Iran: The Ultimate Red State
I should stop reading the columnists in the New York Times. After David Brooks' nonsensical column about the media, God and tsunamis, I promised myself I'd stop taking these morons seriously. But now Tom Friedman's gone and pissed me off again.
He's writing a column basically making fun of Europe for not loving that adorable George W. Bush. Sure, he pretends to write a fair column about the lack of popularity of our President throughout the so-called Old World (alert the media!) He even gets in a few cracks at the administration before all is said and done
But check out this quote:
The logic of the Europeans' position is that they should now be anti-American, not just anti-Bush, but most Europeans don't seem to want to go there. They know America is more complex. So there is a vague hope in the air that when Mr. Bush visits Europe next month, he'll come bearing an olive branch that will enable both sides to at least pretend to hold this loveless marriage together for the sake of the kids.
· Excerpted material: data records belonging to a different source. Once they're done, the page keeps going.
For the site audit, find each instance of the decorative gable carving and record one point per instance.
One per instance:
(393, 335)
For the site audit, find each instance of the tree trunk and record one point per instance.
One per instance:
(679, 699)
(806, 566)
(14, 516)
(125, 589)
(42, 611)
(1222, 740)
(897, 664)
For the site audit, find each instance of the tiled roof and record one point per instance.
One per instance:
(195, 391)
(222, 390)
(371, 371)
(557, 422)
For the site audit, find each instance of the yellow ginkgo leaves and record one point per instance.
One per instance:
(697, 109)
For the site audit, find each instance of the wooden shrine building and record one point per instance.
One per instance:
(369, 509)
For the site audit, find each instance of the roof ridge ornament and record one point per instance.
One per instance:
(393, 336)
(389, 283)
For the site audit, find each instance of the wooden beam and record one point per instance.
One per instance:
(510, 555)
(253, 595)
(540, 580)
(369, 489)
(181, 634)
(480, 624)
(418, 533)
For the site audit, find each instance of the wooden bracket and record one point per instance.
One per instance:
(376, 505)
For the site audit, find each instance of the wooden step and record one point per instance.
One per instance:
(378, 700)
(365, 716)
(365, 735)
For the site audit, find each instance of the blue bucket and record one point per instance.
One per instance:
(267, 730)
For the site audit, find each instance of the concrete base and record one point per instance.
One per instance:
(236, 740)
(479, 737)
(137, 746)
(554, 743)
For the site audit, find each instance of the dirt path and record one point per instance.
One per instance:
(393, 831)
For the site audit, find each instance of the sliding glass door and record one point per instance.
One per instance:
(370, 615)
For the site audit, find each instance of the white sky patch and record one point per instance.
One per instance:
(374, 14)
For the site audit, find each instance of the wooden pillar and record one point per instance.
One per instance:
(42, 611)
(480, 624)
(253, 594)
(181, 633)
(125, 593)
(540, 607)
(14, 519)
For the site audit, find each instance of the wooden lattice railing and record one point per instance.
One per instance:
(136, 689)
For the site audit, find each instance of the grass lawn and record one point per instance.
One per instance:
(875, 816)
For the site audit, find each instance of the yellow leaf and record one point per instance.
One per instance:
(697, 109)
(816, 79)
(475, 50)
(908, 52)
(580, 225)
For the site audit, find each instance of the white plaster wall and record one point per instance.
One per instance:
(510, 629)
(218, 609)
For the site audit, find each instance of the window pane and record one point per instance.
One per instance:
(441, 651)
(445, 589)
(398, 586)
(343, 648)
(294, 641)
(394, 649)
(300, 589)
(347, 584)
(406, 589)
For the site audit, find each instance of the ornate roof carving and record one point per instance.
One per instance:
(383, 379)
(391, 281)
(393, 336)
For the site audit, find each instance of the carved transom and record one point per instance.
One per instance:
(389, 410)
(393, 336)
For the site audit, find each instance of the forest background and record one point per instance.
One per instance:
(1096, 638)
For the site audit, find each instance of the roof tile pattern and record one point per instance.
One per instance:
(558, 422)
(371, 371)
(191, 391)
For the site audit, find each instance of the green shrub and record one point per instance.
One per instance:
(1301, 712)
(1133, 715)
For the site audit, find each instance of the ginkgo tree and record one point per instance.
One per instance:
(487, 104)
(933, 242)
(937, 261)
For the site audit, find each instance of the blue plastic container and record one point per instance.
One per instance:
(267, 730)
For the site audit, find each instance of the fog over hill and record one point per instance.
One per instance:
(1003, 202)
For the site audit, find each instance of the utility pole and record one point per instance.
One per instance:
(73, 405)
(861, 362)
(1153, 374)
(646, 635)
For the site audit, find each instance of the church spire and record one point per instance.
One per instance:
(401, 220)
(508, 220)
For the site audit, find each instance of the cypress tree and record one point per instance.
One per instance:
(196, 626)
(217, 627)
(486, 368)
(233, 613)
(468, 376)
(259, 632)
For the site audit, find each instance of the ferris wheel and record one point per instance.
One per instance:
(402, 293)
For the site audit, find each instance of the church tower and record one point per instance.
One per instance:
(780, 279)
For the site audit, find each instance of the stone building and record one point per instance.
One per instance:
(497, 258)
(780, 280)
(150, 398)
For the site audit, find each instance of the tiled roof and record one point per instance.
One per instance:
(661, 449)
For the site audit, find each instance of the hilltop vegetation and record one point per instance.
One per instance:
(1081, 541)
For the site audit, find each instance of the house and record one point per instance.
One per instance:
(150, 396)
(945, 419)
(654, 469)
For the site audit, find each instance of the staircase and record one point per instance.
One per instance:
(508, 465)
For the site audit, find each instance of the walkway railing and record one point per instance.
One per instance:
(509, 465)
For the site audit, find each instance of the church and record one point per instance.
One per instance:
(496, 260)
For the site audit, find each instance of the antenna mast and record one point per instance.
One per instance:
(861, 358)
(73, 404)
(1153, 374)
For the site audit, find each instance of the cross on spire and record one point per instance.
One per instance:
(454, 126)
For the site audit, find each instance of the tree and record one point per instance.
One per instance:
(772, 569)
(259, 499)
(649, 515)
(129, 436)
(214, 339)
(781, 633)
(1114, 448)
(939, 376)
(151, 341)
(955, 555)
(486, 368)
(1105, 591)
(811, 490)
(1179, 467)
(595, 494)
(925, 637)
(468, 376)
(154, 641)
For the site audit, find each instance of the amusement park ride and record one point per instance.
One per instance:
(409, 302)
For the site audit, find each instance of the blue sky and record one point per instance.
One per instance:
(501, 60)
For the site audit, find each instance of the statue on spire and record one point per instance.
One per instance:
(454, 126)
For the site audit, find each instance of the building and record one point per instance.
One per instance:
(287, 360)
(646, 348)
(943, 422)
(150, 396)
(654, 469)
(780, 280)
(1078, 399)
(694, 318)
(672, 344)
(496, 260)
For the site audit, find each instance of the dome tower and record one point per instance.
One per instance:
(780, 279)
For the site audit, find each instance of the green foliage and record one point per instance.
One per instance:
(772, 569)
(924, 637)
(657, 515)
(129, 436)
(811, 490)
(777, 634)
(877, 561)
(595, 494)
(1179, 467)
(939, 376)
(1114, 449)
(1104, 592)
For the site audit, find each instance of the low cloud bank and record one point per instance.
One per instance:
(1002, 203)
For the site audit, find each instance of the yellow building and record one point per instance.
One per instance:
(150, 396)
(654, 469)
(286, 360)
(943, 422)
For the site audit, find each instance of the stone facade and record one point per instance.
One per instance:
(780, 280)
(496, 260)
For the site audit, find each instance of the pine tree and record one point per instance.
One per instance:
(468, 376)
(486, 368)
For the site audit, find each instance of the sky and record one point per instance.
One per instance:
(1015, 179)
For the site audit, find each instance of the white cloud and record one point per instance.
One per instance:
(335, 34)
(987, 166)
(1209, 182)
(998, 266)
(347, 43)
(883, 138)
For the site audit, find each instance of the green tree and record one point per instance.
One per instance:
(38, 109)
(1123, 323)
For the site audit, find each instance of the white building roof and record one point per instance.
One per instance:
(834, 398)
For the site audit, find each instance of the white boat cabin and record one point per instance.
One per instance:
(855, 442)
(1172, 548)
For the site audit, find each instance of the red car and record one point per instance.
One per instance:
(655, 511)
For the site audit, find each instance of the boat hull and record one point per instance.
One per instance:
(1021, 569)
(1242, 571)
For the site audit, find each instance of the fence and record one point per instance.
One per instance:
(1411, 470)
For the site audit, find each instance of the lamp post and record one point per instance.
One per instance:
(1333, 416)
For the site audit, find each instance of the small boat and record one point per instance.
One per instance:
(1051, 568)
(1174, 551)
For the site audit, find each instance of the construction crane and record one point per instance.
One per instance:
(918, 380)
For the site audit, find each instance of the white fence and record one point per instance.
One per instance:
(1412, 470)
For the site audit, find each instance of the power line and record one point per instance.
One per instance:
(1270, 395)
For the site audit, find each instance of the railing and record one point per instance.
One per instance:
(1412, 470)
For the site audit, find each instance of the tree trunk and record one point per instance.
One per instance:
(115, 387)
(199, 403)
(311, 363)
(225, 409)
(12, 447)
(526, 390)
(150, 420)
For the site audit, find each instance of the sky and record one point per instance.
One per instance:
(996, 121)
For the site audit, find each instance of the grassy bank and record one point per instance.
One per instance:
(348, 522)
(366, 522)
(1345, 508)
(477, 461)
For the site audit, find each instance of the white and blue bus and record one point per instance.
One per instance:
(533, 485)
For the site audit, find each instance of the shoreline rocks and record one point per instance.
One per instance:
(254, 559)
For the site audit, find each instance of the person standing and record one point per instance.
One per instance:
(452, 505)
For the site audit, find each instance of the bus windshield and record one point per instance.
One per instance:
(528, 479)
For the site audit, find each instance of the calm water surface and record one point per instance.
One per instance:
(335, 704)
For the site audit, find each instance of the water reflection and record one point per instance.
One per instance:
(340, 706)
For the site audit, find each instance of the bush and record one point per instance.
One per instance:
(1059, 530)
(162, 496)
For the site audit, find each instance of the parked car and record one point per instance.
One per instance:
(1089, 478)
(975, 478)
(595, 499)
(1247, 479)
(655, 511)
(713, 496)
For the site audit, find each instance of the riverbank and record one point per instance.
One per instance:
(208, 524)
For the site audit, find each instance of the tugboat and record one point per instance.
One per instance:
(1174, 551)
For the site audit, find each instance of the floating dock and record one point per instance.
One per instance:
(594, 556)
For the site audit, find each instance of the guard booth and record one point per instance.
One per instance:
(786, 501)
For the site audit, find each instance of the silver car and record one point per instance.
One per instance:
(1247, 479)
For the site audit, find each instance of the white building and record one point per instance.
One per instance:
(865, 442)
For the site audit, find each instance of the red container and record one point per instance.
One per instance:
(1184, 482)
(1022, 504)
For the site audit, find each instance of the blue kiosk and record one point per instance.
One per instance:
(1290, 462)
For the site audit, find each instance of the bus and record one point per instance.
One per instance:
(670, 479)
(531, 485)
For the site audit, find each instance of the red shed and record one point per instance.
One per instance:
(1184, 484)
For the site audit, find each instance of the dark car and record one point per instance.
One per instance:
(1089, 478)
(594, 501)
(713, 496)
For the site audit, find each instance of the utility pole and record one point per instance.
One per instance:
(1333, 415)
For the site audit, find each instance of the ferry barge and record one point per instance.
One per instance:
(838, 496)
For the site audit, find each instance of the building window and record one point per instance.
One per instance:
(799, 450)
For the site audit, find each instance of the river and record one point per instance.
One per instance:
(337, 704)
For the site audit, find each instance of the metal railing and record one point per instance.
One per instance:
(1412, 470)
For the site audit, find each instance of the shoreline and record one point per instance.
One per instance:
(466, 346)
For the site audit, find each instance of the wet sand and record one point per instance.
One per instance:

What's the implication here? That Europeans are fickle, and if our President goes over there and makes nice, they'll run back to him with open arms, returning his sweet embrace? The European community has every reason to be upset with this administration. We started a war without sufficient cause and lied about it. We pulled out of international treaties that had taken decades to set up, and most of these treaties fall apart without our support (as we're the largest post-industrial economy in the world by a massive amount). We're right now in Congress defending our right to torture people we suspect of being terrorists.
Why shouldn't Europeans have the right to hate America? Shouldn't their consideration of us as a people depend in some way on how we behave? Right now, I hate Americans. Not the ideals that we stand for as a nation, and not the individual people that I know and love and live amongst. I don't hate my community. But I hate the way Americans behave socially and politically (especially politically). And I'm one of us. Who the hell is Friedman to chide Europeans for their distaste for the President, or recommend how he can make them like him better. He should do the right thing for once in his fucking life, that would probably help his case.
And then, there's this abysmal, insulting, horribly destructive final section:
Funnily enough, the one country on this side of the ocean that would have elected Mr. Bush is not in Europe, but the Middle East: it's Iran, where many young people apparently hunger for Mr. Bush to remove their despotic leaders, the way he did in Iraq.
An Oxford student who had just returned from research in Iran told me that young Iranians were "loving anything their government hates," such as Mr. Bush, "and hating anything their government loves." Tehran is festooned in "Down With America" graffiti, the student said, but when he tried to take pictures of it, the Iranian students he was with urged him not to. They said it was just put there by their government and was not how most Iranians felt.
Iran, he said, is the ultimate "red state." Go figure.
Funnily enough, this is not funny at all. A nation of people so desperate for liberation from their vile, repressive theocratic government that they would welcome the chaos of invasion and civil war is not an amusing bon mot to be tossed out for shits and giggles in a political commentary.
Why doesn't Friedman treat this more seriously? What's with his flip "they hate anything the government likes" angle. Is he genuinely reducing the political opinions of an entire nation of people as mere contrariness?
And then, calling Iran a "red state," saying they "support Mr. Bush." It's damaging, it's damaging to the discourse. Because simple-minded people will read this and believe this fool. And then, in a few years, when G. W. wants to invade Iran, and says "the people there want America to invade," they'll think, "Oh, yeah, that's right...I read it in the New York Times."
Just like what happened the last time around, to that other country that's right fucking next to Iran and is spelled almost exactly the same.
Okay, I'm going to stop talking about this now before I have a massive coronary.